Décédé à Vanves (Seine)
le 8 août 1899.




Avocat à la Cour d’Appel de Paris, Alexandre Isaac a été fonctionnaire : après avoir rempli les fonctions d’inspecteur du service de l’Enregistrement, il fut nommé Directeur de l’Intérieur à la Guadeloupe, où il fit preuve de réelles qualités d’organisateur et d’administrateur[1]. Plus tard, le 1er mars 1885, il fut élu sénateur de cette colonie, en remplacement du général de La Jaille et réélu en 1894.

Alexandre Isaac occupa une place importante au Sénat : il faisait partie de toutes les grandes commissions, il a été rapporteur de divers projets importants : secrétaire de la Haute Assemblée et membre de la Commission d’Instruction de la Haute-Cour, et, à ce titre, son attitude lors des poursuites contre le général Boulanger pour complot contre la sûreté de l’État, lui valut un élogieux article d’Henri Rochefort, dans l’Intransigeant.

Il s’était fait, en quelque sorte, le champion des causes coloniales. Au cours de la discussion du budget des Colonies, en 1895, ayant dénoncé des exactions commises au Soudan et au Sénégal, il reçut le cartel d’un jeune lieutenant d’infanterie de Marine qui devait plus tard être le général Mangin[2]

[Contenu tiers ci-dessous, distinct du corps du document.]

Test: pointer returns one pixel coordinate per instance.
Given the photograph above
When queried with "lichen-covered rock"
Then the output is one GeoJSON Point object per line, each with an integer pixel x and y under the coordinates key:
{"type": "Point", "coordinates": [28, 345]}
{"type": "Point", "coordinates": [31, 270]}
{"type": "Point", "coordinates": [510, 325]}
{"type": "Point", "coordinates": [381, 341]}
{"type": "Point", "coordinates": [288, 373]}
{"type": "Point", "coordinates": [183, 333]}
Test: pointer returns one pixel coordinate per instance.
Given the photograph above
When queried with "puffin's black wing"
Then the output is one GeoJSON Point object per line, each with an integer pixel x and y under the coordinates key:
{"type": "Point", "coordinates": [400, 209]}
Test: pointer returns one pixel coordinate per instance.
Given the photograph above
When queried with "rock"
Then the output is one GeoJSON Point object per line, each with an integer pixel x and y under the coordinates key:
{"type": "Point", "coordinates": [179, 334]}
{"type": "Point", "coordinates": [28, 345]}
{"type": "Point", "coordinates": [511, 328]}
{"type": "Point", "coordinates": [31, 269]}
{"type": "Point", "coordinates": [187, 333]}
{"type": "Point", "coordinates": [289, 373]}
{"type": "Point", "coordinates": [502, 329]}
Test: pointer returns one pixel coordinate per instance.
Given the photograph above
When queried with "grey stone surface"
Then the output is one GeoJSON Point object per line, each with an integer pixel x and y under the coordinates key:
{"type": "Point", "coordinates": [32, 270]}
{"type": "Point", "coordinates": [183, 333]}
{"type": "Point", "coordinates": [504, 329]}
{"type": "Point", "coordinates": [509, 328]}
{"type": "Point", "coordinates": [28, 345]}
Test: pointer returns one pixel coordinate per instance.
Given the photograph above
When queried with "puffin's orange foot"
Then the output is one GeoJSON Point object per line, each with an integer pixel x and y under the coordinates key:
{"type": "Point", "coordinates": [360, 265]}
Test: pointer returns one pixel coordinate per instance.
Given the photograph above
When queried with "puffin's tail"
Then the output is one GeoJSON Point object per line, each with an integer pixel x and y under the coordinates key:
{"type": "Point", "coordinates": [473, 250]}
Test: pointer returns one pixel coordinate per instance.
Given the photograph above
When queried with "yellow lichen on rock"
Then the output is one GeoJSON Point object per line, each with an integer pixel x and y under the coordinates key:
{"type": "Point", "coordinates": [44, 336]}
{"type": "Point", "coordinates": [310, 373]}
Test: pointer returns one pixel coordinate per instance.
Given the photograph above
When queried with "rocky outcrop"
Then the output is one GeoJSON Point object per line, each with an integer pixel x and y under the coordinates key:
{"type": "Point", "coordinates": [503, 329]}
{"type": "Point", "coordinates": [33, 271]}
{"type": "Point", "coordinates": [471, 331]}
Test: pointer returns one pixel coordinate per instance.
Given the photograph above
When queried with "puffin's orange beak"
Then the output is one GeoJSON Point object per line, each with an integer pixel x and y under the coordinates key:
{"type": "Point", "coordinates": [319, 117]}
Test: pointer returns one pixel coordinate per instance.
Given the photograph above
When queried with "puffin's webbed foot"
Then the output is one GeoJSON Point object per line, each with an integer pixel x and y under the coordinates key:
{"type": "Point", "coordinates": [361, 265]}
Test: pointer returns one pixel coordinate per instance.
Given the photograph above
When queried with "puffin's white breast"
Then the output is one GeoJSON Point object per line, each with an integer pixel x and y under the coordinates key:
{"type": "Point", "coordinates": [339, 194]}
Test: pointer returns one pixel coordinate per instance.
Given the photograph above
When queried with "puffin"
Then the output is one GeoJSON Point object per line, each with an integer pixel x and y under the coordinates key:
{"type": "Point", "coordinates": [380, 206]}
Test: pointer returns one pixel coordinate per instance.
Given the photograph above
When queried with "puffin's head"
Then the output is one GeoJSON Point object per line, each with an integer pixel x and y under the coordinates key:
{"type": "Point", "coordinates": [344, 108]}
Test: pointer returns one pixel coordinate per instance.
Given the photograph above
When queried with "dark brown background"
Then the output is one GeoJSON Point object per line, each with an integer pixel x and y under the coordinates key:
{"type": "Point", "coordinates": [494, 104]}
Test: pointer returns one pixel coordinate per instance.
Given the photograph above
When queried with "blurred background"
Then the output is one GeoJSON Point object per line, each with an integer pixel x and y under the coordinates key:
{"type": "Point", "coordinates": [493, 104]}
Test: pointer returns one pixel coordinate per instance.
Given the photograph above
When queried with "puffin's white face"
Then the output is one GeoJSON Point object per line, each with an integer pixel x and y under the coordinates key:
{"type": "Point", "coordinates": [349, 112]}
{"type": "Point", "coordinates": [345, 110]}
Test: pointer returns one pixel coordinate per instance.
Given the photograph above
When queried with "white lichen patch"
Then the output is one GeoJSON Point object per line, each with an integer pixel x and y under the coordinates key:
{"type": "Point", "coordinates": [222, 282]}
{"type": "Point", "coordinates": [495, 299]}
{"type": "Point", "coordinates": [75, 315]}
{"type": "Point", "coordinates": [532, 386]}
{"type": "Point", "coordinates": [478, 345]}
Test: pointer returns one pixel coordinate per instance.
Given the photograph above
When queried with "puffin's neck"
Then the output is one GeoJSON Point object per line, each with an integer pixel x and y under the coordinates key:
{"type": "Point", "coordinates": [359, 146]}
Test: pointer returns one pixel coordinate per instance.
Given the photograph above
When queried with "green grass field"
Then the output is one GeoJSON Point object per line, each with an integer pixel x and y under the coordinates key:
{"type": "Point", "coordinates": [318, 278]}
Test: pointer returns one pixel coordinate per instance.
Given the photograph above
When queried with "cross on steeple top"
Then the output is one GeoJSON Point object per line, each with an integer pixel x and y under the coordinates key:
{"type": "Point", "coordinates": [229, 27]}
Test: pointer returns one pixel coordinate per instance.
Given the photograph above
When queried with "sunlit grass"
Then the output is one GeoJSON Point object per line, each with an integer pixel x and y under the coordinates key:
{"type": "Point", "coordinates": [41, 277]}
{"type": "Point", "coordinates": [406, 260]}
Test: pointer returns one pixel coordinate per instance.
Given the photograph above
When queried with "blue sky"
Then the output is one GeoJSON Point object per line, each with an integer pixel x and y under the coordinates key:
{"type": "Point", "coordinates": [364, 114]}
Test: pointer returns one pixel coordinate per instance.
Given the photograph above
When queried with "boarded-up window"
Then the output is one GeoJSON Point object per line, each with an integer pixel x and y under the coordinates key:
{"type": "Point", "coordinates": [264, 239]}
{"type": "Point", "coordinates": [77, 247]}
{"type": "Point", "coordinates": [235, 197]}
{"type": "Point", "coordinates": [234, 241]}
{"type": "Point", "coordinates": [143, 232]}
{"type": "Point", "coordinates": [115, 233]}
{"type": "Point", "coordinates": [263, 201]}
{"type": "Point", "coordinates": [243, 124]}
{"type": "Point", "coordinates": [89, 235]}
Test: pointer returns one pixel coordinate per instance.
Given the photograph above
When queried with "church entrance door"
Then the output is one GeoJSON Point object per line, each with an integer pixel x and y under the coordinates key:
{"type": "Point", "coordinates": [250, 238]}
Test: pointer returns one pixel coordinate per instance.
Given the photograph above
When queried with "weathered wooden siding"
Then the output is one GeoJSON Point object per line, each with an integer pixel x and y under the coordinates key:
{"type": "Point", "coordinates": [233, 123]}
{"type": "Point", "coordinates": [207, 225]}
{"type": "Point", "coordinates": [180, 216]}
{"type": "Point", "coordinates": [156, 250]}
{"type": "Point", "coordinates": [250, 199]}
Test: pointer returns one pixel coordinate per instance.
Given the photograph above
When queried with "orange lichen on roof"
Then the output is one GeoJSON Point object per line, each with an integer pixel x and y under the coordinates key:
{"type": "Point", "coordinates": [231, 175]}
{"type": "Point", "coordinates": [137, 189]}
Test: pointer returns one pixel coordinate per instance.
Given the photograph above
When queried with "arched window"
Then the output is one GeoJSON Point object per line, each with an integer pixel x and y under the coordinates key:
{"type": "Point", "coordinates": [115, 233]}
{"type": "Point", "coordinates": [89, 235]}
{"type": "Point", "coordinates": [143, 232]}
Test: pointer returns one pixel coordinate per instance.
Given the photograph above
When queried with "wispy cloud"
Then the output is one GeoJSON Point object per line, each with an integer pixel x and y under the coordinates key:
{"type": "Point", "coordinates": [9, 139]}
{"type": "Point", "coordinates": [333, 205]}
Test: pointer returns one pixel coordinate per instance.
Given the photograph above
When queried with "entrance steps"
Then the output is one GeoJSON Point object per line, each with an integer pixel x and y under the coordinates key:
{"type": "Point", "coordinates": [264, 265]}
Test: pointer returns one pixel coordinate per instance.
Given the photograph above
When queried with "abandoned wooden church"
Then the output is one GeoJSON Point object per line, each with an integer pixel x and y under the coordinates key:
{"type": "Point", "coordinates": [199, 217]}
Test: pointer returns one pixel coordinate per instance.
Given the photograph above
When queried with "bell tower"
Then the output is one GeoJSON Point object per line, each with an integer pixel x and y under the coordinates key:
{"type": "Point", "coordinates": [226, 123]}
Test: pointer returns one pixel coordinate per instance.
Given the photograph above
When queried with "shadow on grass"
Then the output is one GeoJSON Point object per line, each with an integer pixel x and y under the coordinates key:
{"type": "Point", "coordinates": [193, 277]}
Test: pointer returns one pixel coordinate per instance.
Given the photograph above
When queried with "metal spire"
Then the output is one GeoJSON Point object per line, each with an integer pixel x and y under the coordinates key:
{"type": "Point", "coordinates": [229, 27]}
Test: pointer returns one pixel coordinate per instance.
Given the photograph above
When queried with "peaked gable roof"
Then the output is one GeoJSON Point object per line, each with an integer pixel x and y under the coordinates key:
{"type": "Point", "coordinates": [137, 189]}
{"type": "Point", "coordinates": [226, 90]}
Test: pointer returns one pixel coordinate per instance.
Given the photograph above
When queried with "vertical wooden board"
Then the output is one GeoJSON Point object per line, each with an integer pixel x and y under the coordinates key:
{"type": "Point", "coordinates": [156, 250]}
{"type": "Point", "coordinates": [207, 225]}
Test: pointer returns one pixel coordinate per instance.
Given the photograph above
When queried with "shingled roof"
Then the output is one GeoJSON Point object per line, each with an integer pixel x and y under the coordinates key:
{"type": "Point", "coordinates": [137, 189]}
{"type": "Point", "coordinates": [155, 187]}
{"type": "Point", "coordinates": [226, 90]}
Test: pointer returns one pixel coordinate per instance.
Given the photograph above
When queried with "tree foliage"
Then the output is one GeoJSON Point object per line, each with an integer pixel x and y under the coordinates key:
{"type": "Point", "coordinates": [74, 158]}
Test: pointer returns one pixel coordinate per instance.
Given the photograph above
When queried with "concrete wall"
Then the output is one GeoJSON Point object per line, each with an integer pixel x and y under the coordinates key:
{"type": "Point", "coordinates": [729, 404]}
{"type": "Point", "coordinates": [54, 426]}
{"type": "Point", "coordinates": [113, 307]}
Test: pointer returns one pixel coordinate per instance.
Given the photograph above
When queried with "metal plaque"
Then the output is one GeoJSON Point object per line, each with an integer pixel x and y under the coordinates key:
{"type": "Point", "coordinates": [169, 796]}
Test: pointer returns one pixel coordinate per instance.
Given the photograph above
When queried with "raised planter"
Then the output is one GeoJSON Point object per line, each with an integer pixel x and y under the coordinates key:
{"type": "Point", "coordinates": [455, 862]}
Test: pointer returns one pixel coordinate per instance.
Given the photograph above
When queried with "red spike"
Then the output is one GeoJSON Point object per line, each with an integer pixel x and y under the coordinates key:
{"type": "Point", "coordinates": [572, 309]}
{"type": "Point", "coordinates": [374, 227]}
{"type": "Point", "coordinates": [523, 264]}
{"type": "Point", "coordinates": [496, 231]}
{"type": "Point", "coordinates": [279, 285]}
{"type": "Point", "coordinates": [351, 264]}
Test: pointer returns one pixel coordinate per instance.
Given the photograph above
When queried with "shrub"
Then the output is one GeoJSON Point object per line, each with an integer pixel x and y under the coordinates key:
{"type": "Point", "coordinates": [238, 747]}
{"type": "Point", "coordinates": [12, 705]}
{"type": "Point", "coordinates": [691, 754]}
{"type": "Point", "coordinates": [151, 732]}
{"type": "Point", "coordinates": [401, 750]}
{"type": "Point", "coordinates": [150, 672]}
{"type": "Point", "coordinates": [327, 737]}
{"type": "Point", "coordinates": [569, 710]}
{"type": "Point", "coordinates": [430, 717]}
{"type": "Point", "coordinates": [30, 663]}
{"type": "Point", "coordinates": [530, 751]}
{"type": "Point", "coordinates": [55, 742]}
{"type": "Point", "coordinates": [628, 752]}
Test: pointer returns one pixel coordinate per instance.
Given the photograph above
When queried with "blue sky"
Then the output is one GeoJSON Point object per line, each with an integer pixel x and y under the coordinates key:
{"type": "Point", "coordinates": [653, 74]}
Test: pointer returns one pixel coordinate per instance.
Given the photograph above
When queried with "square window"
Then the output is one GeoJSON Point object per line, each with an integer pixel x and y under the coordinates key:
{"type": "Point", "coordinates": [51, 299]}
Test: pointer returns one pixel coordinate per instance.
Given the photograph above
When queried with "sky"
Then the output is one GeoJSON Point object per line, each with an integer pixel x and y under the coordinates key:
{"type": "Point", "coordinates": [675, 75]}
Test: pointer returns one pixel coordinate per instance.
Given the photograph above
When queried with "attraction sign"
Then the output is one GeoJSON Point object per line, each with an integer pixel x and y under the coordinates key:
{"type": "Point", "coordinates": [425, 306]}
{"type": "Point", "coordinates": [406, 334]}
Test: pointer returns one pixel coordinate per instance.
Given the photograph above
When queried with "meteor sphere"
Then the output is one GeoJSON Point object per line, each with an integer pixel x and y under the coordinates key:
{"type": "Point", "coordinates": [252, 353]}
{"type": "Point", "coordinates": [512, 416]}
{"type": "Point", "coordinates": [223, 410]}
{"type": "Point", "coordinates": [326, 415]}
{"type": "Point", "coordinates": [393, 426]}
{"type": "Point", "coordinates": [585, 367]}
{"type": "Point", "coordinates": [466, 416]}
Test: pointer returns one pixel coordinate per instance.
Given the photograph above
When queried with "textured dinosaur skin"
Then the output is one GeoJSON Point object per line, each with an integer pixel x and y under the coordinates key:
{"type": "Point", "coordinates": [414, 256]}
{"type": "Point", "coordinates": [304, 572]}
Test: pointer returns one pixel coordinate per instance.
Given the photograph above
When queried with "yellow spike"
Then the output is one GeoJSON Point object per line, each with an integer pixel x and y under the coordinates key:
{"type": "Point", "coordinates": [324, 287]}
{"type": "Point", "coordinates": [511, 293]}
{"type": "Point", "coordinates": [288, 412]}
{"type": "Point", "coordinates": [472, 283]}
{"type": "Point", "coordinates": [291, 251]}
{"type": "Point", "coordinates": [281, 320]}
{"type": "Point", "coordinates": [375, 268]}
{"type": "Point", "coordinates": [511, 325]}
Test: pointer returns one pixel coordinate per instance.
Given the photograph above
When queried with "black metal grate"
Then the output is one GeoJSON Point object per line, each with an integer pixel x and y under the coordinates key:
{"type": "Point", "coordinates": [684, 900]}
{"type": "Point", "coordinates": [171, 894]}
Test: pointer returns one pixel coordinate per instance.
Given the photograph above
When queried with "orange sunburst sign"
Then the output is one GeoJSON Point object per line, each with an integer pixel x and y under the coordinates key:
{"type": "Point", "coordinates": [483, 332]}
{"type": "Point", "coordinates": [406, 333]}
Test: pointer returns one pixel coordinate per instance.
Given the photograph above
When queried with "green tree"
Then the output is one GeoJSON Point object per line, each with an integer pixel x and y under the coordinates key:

  1. Comme Directeur de l’Intérieur, il fut, en 1883, le fondateur du lycée de Pointe-à -Pitre qui porte le nom de Sadi-Carnot. Le 29 janvier 1934, à la célébration de la Saint-Charlemagne et du cinquantenaire du lycée, le buste d’Alexandre Isaac a été placé et inauguré au parloir de l’établissement.
  2. Le duel n’eut pas lieu, car les témoins reconnurent que "le lieutetenant Mangin avait agi en exécution des instructions reçues". Mais Alexandre Isaac se battit au pistolet avec Gabriel Baume pour un article désobligeant paru dans l’Autorité de Paul de Cassagnac, qui fut l’un des témoins de M. Baume.
    Se rendant, sur le croiseur Jules Michelet, aux fêtes du centenaire du Pérou, en juin 1921. le général Mangin visita la Guadeloupe.